Technical analysis means looking at how a stock's price has moved over time and using that information to guess what might happen next. It doesn't try to explain why the price is moving. It just looks at the movement itself.

That's the main thing to understand. You're not studying the company. You're studying the price.

The three basic ideas behind it

The price already reflects the news. When something important happens to a company, good or bad, the price usually changes quickly to match it. So instead of trying to predict the news, you look at what the price is already showing you.

Prices move in trends. A stock price usually doesn't change direction randomly. It tends to keep moving one way for a while before it turns around.

People tend to act the same way over time. When prices go up, people get excited and buy more. When prices fall, people get scared and sell quickly. This happens again and again, so similar patterns keep appearing on price charts.

Where this idea came from

A man named Charles Dow started this way of thinking. He co-founded Dow Jones, and he wrote about the stock market in newspaper articles around the year 1900. He never called his ideas a "theory" himself, other people organized his writings into one after he died.

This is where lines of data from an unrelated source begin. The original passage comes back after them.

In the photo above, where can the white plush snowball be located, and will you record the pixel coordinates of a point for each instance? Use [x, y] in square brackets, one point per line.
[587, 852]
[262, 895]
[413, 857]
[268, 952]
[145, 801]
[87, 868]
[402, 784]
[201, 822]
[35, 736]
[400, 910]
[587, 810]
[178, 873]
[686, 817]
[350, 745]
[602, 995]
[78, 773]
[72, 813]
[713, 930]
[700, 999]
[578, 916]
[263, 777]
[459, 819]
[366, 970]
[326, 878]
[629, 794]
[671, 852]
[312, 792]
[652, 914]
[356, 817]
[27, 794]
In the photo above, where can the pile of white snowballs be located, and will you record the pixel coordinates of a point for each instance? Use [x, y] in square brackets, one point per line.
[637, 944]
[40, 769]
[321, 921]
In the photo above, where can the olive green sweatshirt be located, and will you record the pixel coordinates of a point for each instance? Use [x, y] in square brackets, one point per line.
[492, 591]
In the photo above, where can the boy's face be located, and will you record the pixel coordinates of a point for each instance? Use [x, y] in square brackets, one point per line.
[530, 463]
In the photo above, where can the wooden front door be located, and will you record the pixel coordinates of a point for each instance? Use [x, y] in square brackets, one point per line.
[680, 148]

Two different ways to study a stock

There are two common approaches investors use.

  Fundamental analysis looks at the actual company, how much money it earns, how it's run, and whether it's a strong business.

Technical analysis looks only at the price chart, how the price has moved and what patterns it's forming.

Neither approach is automatically better. Many investors use both together. Relying on just one seems limiting to me, you're leaving out useful information either way.

What technical analysis is not

It does not predict the future with certainty. It only helps make a more informed guess. It is not a way to skip learning altogether, reading price charts still takes practice. And it does not guarantee success. Patterns can fail, and prices can move in unexpected ways even when everything looked clear beforehand.

Why it's worth learning

A stock's price shows what people in the market currently believe about it, all combined into one number. Learning to read that price is a useful skill for understanding markets, even before you make any decisions about buying or selling.

You don't need to learn everything at once. Start by paying attention to what the price is actually doing, not what you expect it to do. That's the core of the whole skill.